I have developed a Scraping script to get information from a web in Mule ESB, but I have problems importing Pandas, Numpy and BeautifulSoup. How can I include these libraries correctly?
First of all, to use external Python libraries you have to include them in the Mule ESB path variable in its execution:
-Dpython.path=./lib/libPy/pymongo-3.9.0;./lib/libPy/numpy-1.17.3;./lib/libPy/pandas-0.25.2
My Python script is located at the end of this POST and works in Jupyter Notebook, although to extract the error I used the following one:
import numpy as np
import pandas as pd
print("Everything done correctly!")
The error that Mule ESB gives me is the following:
ERROR 2019-10-30 10:31:50,171 [[pruebascraping].pruebascrapingFlow.stage1.02] org.mule.exception.DefaultMessagingExceptionStrategy:
********************************************************************************
Message : ImportError: Error importing numpy: you should not try to import numpy from
its source directory; please exit the numpy source tree, and relaunch
your python interpreter from there. in <script> at line number 1 (javax.script.ScriptException)
Payload : foo
Transformer : ScriptTransformer{this=9880a15, name='ScriptTransformer', ignoreBadInput=false, returnClass=SimpleDataType{type=java.lang.Object, mimeType='*/*', encoding='null'}, sourceTypes=[]}
Payload Type : java.lang.String
Element : /pruebascrapingFlow/processors/0 @ pruebascraping:pruebascraping.xml:22 (Python)
Element XML : <scripting:transformer doc:name="Python">
<scripting:script engine="jython">import numpy as np
import pandas as pd
print("Everything done correctly!")</scripting:script>
</scripting:transformer>
--------------------------------------------------------------------------------
Root Exception stack trace:
Traceback (most recent call last):
File "<script>", line 1, in <module>
File "C:\Users\enriquebs\AnypointStudio\workspace\pruebascraping\lib\libPy\numpy-1.17.3\numpy\__init__.py", line 131, in <module>
raise ImportError(msg)
ImportError: Error importing numpy: you should not try to import numpy from
its source directory; please exit the numpy source tree, and relaunch
your python interpreter from there.
I don't know exactly what to do, there are libraries that work but others that don't and I would like to integrate Machine Learning using Scikit-Learn.

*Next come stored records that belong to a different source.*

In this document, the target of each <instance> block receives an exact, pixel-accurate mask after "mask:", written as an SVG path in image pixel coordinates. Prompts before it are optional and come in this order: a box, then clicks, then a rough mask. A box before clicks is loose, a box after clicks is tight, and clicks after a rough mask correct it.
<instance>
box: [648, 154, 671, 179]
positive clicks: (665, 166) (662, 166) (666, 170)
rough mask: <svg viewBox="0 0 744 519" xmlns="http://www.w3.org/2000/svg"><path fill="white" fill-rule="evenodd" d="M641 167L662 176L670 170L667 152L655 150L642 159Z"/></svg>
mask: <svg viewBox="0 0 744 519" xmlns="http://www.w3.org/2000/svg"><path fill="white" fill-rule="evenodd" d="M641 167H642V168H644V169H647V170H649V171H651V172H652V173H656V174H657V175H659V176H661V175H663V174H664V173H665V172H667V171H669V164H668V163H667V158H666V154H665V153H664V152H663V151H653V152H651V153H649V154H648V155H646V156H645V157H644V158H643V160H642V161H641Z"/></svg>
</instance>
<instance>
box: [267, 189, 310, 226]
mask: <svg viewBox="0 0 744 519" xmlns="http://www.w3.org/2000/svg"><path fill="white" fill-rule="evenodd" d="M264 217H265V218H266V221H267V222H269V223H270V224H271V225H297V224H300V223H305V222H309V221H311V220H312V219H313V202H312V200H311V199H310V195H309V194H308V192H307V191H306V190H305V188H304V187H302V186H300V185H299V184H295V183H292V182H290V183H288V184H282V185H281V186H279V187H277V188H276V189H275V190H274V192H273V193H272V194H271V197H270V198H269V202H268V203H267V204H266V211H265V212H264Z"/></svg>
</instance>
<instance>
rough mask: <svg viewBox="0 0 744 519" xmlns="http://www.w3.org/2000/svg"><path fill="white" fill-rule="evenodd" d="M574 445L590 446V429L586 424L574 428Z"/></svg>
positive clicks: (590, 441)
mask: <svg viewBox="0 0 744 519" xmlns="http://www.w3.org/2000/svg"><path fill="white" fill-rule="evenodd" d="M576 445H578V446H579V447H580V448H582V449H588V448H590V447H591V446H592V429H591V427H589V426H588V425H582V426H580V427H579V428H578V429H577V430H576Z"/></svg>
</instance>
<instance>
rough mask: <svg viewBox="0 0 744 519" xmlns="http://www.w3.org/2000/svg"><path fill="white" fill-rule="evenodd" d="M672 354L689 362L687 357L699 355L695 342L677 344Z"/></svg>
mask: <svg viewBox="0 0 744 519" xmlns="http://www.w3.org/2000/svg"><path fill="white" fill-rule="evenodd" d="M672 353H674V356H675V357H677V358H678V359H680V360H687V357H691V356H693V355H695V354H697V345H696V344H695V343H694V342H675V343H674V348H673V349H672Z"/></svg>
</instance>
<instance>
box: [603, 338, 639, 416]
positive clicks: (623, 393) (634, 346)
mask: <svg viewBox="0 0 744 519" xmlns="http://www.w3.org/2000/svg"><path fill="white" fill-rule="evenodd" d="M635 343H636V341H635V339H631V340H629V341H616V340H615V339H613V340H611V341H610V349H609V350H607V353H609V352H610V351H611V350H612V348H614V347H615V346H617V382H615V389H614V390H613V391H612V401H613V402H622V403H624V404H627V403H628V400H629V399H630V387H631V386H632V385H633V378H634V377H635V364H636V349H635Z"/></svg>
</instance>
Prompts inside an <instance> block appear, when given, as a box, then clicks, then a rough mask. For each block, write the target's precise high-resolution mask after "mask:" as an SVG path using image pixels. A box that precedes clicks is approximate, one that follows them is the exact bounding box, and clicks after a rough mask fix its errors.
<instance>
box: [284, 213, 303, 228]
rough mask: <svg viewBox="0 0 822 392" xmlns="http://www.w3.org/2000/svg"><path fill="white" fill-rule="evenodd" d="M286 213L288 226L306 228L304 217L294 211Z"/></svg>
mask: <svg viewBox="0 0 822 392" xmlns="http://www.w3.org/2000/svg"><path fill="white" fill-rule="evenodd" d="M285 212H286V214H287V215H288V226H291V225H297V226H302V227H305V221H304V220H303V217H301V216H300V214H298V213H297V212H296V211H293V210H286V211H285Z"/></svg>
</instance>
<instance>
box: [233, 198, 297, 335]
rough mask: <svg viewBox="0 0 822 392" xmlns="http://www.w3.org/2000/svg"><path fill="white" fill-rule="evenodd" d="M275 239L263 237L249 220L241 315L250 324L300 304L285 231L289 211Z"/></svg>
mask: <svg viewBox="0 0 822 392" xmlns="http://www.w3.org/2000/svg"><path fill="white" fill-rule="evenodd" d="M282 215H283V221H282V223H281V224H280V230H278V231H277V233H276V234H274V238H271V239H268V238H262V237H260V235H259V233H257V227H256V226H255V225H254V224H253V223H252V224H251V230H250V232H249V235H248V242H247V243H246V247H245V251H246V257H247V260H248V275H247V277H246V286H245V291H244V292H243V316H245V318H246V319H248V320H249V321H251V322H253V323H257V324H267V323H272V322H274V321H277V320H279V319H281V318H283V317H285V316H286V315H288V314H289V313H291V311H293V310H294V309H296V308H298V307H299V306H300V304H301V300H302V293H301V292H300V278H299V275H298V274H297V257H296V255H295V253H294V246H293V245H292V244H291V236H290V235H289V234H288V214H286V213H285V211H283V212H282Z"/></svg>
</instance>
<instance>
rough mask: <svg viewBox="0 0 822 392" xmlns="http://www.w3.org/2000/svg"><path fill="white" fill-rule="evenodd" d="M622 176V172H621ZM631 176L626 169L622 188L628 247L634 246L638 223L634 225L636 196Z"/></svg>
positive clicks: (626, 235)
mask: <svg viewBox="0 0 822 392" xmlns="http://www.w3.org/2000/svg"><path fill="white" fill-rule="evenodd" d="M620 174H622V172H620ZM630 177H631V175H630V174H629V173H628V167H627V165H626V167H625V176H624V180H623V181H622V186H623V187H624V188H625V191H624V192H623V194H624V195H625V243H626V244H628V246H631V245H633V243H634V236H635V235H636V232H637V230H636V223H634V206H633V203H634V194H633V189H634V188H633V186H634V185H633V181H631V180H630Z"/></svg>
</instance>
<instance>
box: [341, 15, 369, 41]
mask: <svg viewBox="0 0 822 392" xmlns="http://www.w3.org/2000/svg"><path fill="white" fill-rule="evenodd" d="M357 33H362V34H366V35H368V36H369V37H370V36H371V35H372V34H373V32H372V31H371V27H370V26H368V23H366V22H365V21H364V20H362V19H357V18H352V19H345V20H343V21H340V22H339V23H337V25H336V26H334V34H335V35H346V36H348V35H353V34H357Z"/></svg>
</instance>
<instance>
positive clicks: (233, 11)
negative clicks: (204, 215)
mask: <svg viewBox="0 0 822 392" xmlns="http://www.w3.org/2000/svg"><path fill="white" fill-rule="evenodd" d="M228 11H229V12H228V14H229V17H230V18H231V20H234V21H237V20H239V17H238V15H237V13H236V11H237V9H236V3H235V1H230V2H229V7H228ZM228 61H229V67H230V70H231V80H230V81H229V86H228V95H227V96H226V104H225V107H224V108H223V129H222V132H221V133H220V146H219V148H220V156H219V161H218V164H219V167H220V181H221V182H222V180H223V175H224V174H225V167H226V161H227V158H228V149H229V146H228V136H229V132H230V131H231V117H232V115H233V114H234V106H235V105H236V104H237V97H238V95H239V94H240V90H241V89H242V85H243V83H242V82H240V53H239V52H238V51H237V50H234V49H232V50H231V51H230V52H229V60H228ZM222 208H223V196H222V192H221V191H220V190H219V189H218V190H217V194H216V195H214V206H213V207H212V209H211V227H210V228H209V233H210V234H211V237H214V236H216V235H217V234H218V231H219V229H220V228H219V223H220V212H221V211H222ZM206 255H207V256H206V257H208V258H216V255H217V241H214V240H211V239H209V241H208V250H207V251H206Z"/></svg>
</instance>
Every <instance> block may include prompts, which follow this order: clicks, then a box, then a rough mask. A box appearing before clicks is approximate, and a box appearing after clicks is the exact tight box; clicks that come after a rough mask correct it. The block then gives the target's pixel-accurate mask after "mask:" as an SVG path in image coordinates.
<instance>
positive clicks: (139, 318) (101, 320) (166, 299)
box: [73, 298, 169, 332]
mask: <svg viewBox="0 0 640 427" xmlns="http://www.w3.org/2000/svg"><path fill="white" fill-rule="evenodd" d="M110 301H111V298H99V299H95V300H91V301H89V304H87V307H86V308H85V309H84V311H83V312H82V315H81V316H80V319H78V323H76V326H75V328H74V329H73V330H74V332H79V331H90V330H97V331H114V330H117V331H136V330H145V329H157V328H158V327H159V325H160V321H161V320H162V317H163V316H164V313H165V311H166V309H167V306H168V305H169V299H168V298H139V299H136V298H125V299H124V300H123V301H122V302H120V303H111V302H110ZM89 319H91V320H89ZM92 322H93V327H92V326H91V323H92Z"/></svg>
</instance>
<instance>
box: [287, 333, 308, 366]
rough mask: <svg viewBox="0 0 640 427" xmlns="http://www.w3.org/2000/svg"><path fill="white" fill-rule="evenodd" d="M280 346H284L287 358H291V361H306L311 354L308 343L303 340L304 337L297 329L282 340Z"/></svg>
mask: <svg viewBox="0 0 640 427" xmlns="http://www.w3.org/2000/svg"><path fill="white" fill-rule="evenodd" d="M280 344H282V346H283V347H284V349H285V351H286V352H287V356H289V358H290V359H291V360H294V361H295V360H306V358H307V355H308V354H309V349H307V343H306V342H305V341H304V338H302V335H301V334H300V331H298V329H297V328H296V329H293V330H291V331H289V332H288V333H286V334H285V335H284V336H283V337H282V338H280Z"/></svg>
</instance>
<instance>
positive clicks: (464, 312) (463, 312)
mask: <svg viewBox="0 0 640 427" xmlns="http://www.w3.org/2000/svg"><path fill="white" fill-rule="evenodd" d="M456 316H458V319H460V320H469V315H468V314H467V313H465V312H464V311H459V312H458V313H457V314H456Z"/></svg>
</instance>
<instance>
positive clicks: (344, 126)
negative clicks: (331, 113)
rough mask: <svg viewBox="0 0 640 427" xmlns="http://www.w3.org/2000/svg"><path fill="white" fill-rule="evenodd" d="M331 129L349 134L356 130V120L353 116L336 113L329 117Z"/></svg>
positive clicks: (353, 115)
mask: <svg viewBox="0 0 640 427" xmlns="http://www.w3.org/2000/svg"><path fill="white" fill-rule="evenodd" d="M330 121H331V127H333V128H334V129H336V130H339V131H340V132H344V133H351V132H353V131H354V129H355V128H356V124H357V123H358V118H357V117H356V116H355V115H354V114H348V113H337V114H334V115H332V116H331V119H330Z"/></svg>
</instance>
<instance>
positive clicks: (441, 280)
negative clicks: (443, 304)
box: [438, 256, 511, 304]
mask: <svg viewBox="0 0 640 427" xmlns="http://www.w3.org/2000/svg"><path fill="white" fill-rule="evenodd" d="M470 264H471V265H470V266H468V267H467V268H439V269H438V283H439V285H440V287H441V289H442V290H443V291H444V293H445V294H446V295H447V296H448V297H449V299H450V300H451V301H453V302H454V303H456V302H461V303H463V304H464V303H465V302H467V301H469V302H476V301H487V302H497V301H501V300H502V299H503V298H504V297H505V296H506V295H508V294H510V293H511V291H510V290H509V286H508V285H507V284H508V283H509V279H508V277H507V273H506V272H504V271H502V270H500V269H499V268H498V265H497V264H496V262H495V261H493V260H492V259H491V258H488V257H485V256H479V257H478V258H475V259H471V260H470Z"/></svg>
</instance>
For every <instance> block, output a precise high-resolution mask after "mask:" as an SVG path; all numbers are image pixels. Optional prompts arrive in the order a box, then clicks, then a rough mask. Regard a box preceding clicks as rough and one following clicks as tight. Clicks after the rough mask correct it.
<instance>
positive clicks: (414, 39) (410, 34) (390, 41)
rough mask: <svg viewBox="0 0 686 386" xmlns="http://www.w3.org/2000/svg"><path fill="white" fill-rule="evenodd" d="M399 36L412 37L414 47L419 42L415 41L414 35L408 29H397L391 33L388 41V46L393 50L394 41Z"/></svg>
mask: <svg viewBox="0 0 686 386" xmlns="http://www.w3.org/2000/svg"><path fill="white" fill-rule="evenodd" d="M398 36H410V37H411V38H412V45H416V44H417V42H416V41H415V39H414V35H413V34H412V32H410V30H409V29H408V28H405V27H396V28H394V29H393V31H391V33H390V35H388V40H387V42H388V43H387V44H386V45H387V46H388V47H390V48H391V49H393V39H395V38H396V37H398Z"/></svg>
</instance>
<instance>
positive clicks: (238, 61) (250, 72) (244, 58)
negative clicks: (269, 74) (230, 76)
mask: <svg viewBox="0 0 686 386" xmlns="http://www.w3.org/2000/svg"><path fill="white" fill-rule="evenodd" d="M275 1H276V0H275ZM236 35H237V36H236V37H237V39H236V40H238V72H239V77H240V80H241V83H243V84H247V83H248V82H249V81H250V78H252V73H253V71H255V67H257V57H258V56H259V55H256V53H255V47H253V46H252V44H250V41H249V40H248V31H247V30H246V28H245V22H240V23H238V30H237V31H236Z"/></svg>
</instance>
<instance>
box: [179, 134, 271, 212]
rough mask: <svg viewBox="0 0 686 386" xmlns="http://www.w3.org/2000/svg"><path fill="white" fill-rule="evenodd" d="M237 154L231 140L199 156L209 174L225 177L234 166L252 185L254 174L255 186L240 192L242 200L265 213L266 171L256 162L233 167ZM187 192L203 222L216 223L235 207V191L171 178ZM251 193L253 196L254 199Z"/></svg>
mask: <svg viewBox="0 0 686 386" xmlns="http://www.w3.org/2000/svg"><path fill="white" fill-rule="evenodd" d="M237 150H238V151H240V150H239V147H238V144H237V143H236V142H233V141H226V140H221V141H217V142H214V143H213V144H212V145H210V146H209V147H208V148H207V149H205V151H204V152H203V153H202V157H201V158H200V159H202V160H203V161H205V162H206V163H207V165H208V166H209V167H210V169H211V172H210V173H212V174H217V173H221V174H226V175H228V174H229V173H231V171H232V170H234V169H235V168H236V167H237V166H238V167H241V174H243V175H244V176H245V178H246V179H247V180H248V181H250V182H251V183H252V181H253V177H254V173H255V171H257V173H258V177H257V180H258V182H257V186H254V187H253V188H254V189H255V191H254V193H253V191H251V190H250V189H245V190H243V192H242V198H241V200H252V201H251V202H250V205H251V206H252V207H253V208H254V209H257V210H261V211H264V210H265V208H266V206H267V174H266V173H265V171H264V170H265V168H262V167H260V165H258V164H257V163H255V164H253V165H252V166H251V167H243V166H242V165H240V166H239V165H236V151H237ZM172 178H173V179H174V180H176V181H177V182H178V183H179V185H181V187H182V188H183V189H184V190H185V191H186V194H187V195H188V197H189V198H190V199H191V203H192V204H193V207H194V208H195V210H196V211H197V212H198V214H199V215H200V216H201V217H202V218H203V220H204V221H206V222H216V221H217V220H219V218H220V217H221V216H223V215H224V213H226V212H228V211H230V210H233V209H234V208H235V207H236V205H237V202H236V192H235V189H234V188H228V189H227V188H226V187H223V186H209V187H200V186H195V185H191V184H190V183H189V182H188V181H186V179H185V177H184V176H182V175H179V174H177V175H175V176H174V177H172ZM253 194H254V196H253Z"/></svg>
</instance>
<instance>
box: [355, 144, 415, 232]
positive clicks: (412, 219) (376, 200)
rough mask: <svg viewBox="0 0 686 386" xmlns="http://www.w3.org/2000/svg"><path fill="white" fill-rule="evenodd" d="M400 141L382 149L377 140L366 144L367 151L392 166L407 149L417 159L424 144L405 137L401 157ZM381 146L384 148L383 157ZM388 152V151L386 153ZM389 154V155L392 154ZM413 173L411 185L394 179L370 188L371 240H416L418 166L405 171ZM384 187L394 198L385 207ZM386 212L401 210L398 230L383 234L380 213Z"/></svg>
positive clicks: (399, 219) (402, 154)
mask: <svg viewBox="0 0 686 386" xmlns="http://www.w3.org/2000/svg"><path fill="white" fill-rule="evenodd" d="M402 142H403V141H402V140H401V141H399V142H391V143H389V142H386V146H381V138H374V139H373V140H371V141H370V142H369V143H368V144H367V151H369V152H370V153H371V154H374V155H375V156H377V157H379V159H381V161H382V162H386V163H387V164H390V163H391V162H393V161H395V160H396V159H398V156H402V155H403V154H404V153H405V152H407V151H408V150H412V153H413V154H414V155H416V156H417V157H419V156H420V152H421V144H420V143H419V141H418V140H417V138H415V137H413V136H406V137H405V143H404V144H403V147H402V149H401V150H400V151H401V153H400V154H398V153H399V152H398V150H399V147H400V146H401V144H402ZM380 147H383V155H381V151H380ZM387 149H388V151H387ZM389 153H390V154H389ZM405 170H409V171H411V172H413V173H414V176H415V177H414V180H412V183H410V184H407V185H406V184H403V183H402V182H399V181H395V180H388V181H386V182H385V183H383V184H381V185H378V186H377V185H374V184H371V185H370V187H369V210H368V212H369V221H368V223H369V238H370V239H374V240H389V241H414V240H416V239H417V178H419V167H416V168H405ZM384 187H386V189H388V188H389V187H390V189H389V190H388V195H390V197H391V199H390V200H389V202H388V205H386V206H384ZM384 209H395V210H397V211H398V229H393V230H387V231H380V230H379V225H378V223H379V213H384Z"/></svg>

However, if I can't use Numpy and Pandas it's getting difficult and I can't find any reference to use these tools in Mule ESB.
import pandas as pd
import requests
import time
from bs4 import BeautifulSoup
from pymongo import MongoClient
url = "http://pagina.jccm.es/medioambiente/rvca/Dest/Cuenca.htm"
response = requests.get(url)
soup = BeautifulSoup(response.text, 'html')
tablaDatos = soup.find ("table")
client = MongoClient('pluton.i3a.uclm.es',username='root',password='patata',authSource='admin',authMechanism='SCRAM-SHA-1')
db = client.kikeDevVieja
dataB = pd.read_html(str(tablaDatos))
camposEvento = ["so2","date","no2C","timestampSensor","o3","pm10","pressure","co","batteryVolts","no2",
"idStation","serial","pm1","coC","pm2_5","temperature","humidity","luminosity","o3C",
"batteryCurrent", "timestamp", "batteryLevel"]
eventoSimple = {"idStation" : "Universidad",
"serial" : "NOSERIALID",
"humidity" : 0.0,
"luminosity" : 0.0,
"pm10" : 0.0,
"batteryLevel" : 100,
"co" : 0.0,
"coC" : 0.0,
"pressure" : 0.0,
"no2C" : 0.0,
"batteryVolts" : 0.0,
"timestamp" : int(time.time())*1000,
"batteryCurrent" : 0,
"pm1" : 0.0,
"o3C" : 0.0,
"temperature" : 0.0}
scrapeado = {dataB[3][0][ind][dataB[3][0][ind].find("(")+1:dataB[3][0][ind].find(")")].lower().replace(",", "_") : float(dataB[3][1][ind].replace(",",".")[:-6])
for ind, x in enumerate(dataB[3][0])
if dataB[3][0][ind][dataB[3][0][ind].find("(")+1:dataB[3][0][ind].find(")")].lower().replace(",", "_") in camposEvento}
eventoSimple.update(scrapeado)
eventoSimple